166. 寮の暮らし (2000.2.15)

短大の2年間を女子大の寮で過ごした。
1978年4月、両親と私の3人は、その前から泊まっているホテルを出ると、上智大学のそばの桜並木を、桜を見上げながら歩き、最寄り駅「赤坂見附」に着く。
丸の内線とバスを乗り継いで1時間弱で寮に着いたが、それは3人にとって、前途多難な長い道のりだった。

私の部屋は第2寮で、鉄筋の4階建て。別名:新寮ともいい、4人部屋だ。
他には、旧棟といって、木造建ての和室の部屋もある。そっちは5人部屋か6人部屋。
だから、ま、新寮でラッキーという感じだ。

4人部屋は、部屋の両側にロッカー・2段ベット・机が並ぶ。そこに入るだけの荷物を持って入る。
部屋には電気コンセントがない。電気を使う時は「裁縫室」に行く。
「裁縫室」にはアイロンやミシンを使うためのコンセントがある。
私達は洗った髪をかわかすために、毎晩、「裁縫室」でコンセントの順番待ちをした。

電話は、かける方は7台くらいあったが、受ける方は500人に対して3台しかない。
しかも、取り次ぎ時間は、決まっている。
たしか5時半〜9時だったように記憶している。
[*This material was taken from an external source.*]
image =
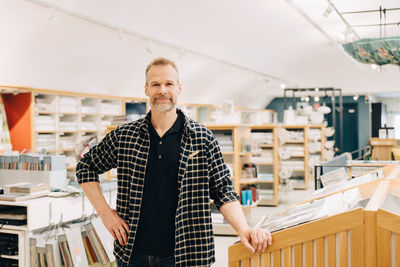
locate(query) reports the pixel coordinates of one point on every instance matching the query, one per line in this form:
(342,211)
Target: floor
(286,200)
電話は電話当番が受ける。

これが「チケットぴあ」よりも熾烈な戦いと言われた。
私の実家から電話をかける場合は、まず母がダイヤルをまわし、父がまわし、弟2人が順番でまわし、また母がまわし.....と永遠に繰り返したそうだ。
ちなみに、今と違って、あの黒のダイヤル式の電話だから、再ダイヤルなんて気のきいたボタンはない。
ダイヤルをまわしすぎて指が痛いと文句を言われる。

電話当番が電話を受けると、マイクを使って呼び出しをする。
「214号室のオヤマさ〜ん、お電話です〜〜〜」と部屋のスピーカーに流れる。
それを受けて、スタコラサッサと電話のあるロビーに向かう。
電話に出ると、まず第一声が、
「あんだ〜〜〜、大変だったでば〜〜〜、かがんね〜ごど(かからないわよ)」と文句を言われる。
それに「電話に出るのが遅い」とまで言われる。
「だって、部屋からロビーは遠いんだし、そんな事は学校に言ってくれ」と思うが、どうせラチがあかないから「それより用件は何?」と聞くわけだ。
用件のほとんどが、「元気にしているか?」とか「勉強はついていけているか?」とかそんな事だった。
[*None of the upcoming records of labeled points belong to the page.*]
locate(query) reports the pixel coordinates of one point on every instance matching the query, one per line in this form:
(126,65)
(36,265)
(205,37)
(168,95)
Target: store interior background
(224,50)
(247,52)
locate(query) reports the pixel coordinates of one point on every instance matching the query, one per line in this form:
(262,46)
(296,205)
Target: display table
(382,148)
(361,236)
運悪く、電話がかかった時に風呂に入っていたり、まだ帰っていなかったりすると、次に電話に出た時は100倍・大変だ。
「あんだだら〜、いづまでかづまで遊んでんだがぁぁぁぁ〜〜〜」
(あなたは、いったい何時になるまで遊んでるんですか!)とくる。

ちなみにかける方も、並んで待ってかけるから面倒だ。
食堂前の電話ボックス(というにはおこがましいが)には、いつも人が並んでいた。
今とちがって、キャッチホンのない時代だから、並んでかけたのに話し中だったりすると、また長い列の最後尾につける。
それがやっぱり9時だったか、9時半だったかになると、電話担当の先輩がやってきて、無情にも鍵をかけてしまう。

携帯電話がこれほどまでに普及した現代では、まったく考えられないよね。